Not only this, the tool assumes that a `Group` is a way to segregate ’items’ in ITSM tool. A complete misappropriation of the concept of Groups in ITIL. A Group (Support Group) should only be to segregate tickets. Assets can be managed at different levels by different people in different ways. Few examples, I might want to give different levels of visibility to people in the same Support Group. A team lead might have access to all the items on the Group while a team member may only need access to fewer assets. This applies to the "Asset" level as well as "attribute" level. Say a team member can only see the serial numbers but not the asset ID or something like that. At the attribute level, it might look too specific but still desirable.

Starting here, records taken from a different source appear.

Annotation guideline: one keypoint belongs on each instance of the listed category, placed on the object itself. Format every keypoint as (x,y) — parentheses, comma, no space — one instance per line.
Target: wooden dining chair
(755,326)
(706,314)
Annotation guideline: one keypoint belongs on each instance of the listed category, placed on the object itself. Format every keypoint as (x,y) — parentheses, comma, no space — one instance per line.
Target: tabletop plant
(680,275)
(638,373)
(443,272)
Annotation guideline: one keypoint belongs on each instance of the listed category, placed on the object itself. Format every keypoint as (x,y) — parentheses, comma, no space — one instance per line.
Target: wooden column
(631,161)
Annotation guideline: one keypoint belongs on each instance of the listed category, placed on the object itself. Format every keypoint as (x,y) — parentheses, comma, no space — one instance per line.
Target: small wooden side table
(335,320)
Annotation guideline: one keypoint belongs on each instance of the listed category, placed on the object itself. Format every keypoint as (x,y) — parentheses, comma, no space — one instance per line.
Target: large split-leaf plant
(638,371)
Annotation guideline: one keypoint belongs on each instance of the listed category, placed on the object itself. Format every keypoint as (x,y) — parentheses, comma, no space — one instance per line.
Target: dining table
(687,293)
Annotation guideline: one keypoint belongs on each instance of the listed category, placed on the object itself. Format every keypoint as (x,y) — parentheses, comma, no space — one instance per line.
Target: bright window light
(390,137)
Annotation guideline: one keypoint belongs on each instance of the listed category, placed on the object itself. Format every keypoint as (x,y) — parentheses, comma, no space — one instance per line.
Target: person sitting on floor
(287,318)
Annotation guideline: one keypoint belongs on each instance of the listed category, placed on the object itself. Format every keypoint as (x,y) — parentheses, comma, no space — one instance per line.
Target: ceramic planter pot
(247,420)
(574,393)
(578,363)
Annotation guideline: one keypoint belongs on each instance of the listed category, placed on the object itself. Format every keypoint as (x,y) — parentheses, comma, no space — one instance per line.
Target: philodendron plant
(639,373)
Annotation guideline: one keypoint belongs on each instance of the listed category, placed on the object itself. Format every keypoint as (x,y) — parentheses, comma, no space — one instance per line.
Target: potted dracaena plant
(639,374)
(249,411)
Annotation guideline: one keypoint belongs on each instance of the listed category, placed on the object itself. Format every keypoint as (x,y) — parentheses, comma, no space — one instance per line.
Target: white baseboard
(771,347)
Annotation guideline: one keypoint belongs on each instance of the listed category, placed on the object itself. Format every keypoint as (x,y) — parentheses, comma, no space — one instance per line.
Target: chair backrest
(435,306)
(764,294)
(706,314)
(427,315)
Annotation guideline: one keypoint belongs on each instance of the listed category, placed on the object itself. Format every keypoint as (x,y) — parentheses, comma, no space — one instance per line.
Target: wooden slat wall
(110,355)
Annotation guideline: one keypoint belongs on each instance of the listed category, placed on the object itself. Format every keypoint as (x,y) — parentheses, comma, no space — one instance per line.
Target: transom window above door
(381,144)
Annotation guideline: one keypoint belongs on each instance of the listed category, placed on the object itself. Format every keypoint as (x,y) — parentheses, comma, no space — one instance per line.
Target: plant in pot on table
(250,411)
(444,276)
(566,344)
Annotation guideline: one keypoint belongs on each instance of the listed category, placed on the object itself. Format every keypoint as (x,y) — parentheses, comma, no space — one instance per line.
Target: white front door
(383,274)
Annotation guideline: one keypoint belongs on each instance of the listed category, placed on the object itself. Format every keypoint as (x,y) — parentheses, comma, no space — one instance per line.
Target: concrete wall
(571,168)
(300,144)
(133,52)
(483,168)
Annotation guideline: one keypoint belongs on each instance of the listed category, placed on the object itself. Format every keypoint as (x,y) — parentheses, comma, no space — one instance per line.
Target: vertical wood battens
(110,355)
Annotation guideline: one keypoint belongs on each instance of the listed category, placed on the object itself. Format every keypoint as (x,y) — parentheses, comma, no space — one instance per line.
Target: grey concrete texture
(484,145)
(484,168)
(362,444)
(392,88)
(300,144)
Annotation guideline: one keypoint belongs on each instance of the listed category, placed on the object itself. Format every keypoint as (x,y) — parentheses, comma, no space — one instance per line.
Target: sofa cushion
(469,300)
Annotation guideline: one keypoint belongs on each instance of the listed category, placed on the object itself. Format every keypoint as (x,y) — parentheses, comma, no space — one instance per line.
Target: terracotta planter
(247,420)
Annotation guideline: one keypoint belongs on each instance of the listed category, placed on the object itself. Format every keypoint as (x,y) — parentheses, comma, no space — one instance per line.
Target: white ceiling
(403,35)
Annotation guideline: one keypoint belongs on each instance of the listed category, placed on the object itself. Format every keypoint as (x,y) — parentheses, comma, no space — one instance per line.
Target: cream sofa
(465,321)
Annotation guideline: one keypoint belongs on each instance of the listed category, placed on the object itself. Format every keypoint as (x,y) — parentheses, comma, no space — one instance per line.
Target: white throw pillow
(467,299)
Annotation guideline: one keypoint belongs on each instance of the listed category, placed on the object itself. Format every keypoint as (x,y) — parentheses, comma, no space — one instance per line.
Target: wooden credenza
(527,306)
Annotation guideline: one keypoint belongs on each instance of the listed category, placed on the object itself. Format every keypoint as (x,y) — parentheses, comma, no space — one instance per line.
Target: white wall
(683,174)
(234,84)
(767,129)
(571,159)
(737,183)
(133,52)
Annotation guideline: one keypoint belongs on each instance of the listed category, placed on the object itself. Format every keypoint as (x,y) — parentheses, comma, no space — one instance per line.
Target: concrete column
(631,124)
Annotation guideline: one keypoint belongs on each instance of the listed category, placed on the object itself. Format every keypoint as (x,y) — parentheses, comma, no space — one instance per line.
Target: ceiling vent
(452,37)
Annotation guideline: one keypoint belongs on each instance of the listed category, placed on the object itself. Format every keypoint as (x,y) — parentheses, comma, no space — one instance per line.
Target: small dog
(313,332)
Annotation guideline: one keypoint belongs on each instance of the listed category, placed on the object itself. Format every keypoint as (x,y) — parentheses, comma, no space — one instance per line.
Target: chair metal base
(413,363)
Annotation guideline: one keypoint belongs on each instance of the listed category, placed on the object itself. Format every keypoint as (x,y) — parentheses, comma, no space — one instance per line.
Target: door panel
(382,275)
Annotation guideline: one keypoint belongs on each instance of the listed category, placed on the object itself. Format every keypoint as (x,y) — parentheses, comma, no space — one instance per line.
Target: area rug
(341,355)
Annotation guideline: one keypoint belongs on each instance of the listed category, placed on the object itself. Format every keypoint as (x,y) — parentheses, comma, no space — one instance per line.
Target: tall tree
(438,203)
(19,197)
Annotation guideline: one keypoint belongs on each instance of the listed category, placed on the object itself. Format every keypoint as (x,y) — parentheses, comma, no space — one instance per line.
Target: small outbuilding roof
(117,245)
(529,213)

There is a fundamental design problem here that is handled in a “let’s reinvent the wheel” way. We don’t have to. ITIL has already done that for us, so let’s just stick to what works. Why should my use case to hide assets govern how I design my support system? (Support Groups in this case). Support Groups and Asset Visibility are two different concepts and should be decoupled.
It pains me so much that basic things like these have to be reported in order for FS to consider it as a feature. I am obviously pointing out only the Inventory Module here but these patterns (or rather lack of it) are spread across all the modules. Problems that ITIL has solved are being tackled very wild-west ways. This sets the product on a very unpredictable trajectory, a roadmap that is anything but ITIL/ITSM. And this scares me. Some day when I run out of patience I might write a long post for all the other modules as well. But for now, this should serve the purpose I hope.
Is it just me? Or others feel the same way? Feel free to call me out if I sound like a snowflake.